This application relates to turbomachinery and, in particular, to a sealing device to seal the junction between a dovetail slot and the dovetail base of a blade, bucket, or airfoil in a turbine or compressor.
In turbomachinery, such as a gas turbine, air is pressurized in a compressor and mixed with fuel in a combustor for generating hot combustion gases. Subsequent turbine stages extract energy from the combustion gases for powering the compressor and producing useful work (e.g., rotating the rotor or field of a generator).
A turbine can follow the combustor and may include one or more rows of turbine rotor blades that extract energy from the gases for powering the compressor. The turbine can power an external drive shaft that may be used for powering an electrical generator in a typical industrial gas turbine engine application.
Since the rotor blades of the turbine are subject to the hottest temperatures of the combustion gases and rotate at high speed they are subject to considerable thermal and centrifugal stresses during operation. In order to improve their life and durability, the turbine blades are typically formed of superalloys, such as nickel-based metal, for their enhanced strength at elevated temperatures.
The turbine blades or buckets typically include hollow airfoils having cooling channels therein through which is circulated cooling air bled from the compressor during operation. The blades also include an integral platform which defines the inner boundary for the hot combustion gases, with an integral supporting dovetail being disposed therebelow. The blade dovetails are mounted in corresponding dovetail slots in the perimeter of the supporting turbine rotor disk or wheel. Axial-entry dovetails are common and extend through axial dovetail slots disposed around the perimeter of the rotor disk or wheel.
Cooling air for the cooled turbine buckets can be fed from the bottom of the turbine bucket dovetail and then passes radially into the bucket. The cooling air first passes through the gap between the bottom of the turbine bucket dovetail and the rotor dovetail groove. The fit between the bucket dovetail and the rotor dovetail groove is not completely tight, and a gap exists between the respective parts. Generally, a large gap exists between the bottom of the bucket dovetail and the bottom of the rotor wheel dovetail groove. Additionally, gaps can exists between the sidewalls of the dovetail groove and the sides of the bucket dovetail. These gaps allow cooling air to escape and result in reduced engine or turbine performance.

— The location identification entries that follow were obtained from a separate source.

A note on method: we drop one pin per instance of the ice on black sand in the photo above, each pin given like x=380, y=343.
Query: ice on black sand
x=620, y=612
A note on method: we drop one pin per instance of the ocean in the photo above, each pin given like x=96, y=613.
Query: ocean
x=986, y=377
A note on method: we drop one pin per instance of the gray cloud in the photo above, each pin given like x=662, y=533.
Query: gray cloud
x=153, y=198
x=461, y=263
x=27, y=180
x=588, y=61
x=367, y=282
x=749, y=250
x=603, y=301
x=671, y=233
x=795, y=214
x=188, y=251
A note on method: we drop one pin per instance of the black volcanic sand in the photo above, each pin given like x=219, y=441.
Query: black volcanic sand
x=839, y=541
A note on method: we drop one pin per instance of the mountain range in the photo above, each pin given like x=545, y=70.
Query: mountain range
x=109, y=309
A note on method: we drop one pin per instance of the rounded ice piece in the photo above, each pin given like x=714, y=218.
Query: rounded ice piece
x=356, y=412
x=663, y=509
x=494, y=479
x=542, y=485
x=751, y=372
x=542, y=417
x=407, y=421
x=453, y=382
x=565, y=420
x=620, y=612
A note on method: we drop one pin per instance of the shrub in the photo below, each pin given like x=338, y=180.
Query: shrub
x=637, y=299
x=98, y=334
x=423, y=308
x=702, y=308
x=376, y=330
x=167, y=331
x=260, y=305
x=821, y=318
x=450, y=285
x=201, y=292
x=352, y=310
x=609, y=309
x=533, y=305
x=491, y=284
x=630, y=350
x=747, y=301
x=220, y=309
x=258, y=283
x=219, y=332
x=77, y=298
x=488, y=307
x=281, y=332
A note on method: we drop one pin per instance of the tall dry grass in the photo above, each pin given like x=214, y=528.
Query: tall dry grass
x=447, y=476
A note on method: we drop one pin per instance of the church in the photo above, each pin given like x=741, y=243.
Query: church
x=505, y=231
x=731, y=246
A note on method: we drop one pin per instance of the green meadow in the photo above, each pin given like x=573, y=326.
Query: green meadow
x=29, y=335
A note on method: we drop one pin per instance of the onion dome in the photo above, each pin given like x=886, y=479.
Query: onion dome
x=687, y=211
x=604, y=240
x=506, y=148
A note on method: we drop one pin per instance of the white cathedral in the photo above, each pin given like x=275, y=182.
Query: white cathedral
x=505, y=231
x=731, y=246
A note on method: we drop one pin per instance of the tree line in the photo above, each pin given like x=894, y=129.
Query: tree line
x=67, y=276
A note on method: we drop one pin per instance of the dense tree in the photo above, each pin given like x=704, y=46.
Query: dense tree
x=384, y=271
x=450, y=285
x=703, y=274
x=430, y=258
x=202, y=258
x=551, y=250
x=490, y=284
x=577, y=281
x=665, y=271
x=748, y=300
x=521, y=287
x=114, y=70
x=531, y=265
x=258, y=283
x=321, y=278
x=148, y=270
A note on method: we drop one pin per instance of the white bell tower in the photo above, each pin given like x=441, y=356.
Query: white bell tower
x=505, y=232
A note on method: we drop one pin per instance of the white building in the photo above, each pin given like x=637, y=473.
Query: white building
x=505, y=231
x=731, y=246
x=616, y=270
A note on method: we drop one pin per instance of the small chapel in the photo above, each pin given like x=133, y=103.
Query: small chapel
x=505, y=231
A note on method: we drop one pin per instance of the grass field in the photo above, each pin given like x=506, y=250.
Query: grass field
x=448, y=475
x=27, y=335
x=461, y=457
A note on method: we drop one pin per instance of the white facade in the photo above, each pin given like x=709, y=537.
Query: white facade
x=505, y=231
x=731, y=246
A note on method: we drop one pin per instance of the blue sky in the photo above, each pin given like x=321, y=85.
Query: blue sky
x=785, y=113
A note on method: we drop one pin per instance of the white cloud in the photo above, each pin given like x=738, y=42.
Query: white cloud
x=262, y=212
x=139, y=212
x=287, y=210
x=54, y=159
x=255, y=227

Various coatings, such as Aluminide, have been applied to the bucket dovetail to try and reduce the size of the gap, but the gap is too large for any coatings to be completely effective or durable. Typically, a 360 degree ring is pressed against the forward and aft sides of the dovetail faces for sealing purposes. The problem with these rings is that they cannot be easily disassembled and replaced in the field. The 360 degree rings can be disassembled only when the entire rotor is disassembled. Also, when one part of the ring fails, the whole ring must be replaced. Therefore, the 360 degree ring option, is not the most desirable solution.
Accordingly, a need exists in the art for a device that can be used to effectively seal the dovetails in a turbomachine, is easy to install, and easily and quickly replaced in the field.